I generally enjoyed this book (the narrative was compelling) and found it to be an easy way to develop a feel for the general geography and challenges that a come with a Taiwan conflict.
The device for this book is really clever. The actual book is obviously about events that haven't yet happened and are in the future. But within the book, the author mentions the decision to write this as a narrative history a la Killer Angels as a way of bringing the "historical" people within it to life for a new generation. This confusing to recount but is quite clever within the book.
As of the end of 2023 (and I guess early 2024), the book feels remarkably current. There's lots in it about Ukraine and Russia that feels like it could've been written ~a week ago.
One of the most interesting aspects of the book to me was the degree to which fooling the other side's AI through feeding it false data is the key to victory. You can't beat the algorithm, but you can misdirect it.

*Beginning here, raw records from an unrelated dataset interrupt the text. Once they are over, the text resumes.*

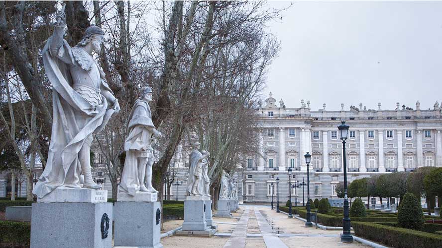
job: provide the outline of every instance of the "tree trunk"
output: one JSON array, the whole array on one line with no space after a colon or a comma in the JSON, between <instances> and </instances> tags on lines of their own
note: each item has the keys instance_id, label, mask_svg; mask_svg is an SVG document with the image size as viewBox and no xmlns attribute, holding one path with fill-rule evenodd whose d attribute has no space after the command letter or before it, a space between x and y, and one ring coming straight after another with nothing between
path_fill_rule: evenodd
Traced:
<instances>
[{"instance_id":1,"label":"tree trunk","mask_svg":"<svg viewBox=\"0 0 442 248\"><path fill-rule=\"evenodd\" d=\"M15 173L11 173L11 200L15 200Z\"/></svg>"}]
</instances>

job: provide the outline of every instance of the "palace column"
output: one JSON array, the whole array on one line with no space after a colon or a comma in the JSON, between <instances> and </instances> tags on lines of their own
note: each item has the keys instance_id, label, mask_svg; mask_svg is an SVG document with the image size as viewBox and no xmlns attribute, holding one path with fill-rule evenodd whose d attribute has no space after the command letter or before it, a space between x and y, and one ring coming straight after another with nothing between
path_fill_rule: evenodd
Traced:
<instances>
[{"instance_id":1,"label":"palace column","mask_svg":"<svg viewBox=\"0 0 442 248\"><path fill-rule=\"evenodd\" d=\"M442 132L436 130L436 158L437 166L442 167Z\"/></svg>"},{"instance_id":2,"label":"palace column","mask_svg":"<svg viewBox=\"0 0 442 248\"><path fill-rule=\"evenodd\" d=\"M280 171L285 171L285 133L283 127L279 128L279 164Z\"/></svg>"},{"instance_id":3,"label":"palace column","mask_svg":"<svg viewBox=\"0 0 442 248\"><path fill-rule=\"evenodd\" d=\"M384 165L384 132L378 130L378 141L379 151L379 172L385 172Z\"/></svg>"},{"instance_id":4,"label":"palace column","mask_svg":"<svg viewBox=\"0 0 442 248\"><path fill-rule=\"evenodd\" d=\"M359 151L361 158L361 167L359 171L366 172L367 169L365 168L365 132L359 131Z\"/></svg>"},{"instance_id":5,"label":"palace column","mask_svg":"<svg viewBox=\"0 0 442 248\"><path fill-rule=\"evenodd\" d=\"M327 131L323 131L323 161L324 165L323 171L329 172L330 171L329 168L329 136Z\"/></svg>"},{"instance_id":6,"label":"palace column","mask_svg":"<svg viewBox=\"0 0 442 248\"><path fill-rule=\"evenodd\" d=\"M418 153L418 164L416 168L422 167L424 166L424 152L422 150L422 130L418 129L416 132L416 137L418 140L417 151Z\"/></svg>"},{"instance_id":7,"label":"palace column","mask_svg":"<svg viewBox=\"0 0 442 248\"><path fill-rule=\"evenodd\" d=\"M398 130L398 171L404 171L402 152L402 131Z\"/></svg>"}]
</instances>

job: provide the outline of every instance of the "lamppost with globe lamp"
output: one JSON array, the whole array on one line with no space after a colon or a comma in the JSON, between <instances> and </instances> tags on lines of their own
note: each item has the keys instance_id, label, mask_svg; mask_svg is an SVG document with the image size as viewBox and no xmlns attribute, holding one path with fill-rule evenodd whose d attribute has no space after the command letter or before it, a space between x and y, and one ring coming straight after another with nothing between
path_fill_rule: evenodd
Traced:
<instances>
[{"instance_id":1,"label":"lamppost with globe lamp","mask_svg":"<svg viewBox=\"0 0 442 248\"><path fill-rule=\"evenodd\" d=\"M310 171L309 170L309 165L310 164L310 160L312 159L312 155L307 152L304 155L306 158L306 163L307 164L307 221L306 222L306 227L310 227L313 226L313 224L310 221L310 179L309 176Z\"/></svg>"},{"instance_id":2,"label":"lamppost with globe lamp","mask_svg":"<svg viewBox=\"0 0 442 248\"><path fill-rule=\"evenodd\" d=\"M270 184L270 193L272 194L272 209L273 209L273 183Z\"/></svg>"},{"instance_id":3,"label":"lamppost with globe lamp","mask_svg":"<svg viewBox=\"0 0 442 248\"><path fill-rule=\"evenodd\" d=\"M292 168L289 168L287 169L287 172L289 173L289 218L292 218L293 216L292 215L292 190L290 187L292 186Z\"/></svg>"},{"instance_id":4,"label":"lamppost with globe lamp","mask_svg":"<svg viewBox=\"0 0 442 248\"><path fill-rule=\"evenodd\" d=\"M342 218L342 235L341 235L341 241L346 243L353 242L353 236L350 233L350 216L348 212L348 199L347 197L347 163L345 157L345 141L348 134L348 128L350 126L345 124L345 121L342 121L337 129L340 133L341 140L342 141L342 160L344 162L344 218Z\"/></svg>"},{"instance_id":5,"label":"lamppost with globe lamp","mask_svg":"<svg viewBox=\"0 0 442 248\"><path fill-rule=\"evenodd\" d=\"M279 178L276 178L276 212L279 213Z\"/></svg>"}]
</instances>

Space Force features prominently. I wonder how true to life this part is.
For about the first ~1/3 of the book there's a lot of discussion about "bespoke algorithms", which made me chuckle. What does that even mean?
I wish I had as much faith in US industrial capacity as the author does!
The ending felt like the author decided he was done. It made me think that the most likely equilibrium for such a conflict was a stalemate where China can't quite be pushed off the island but also can't quite control it.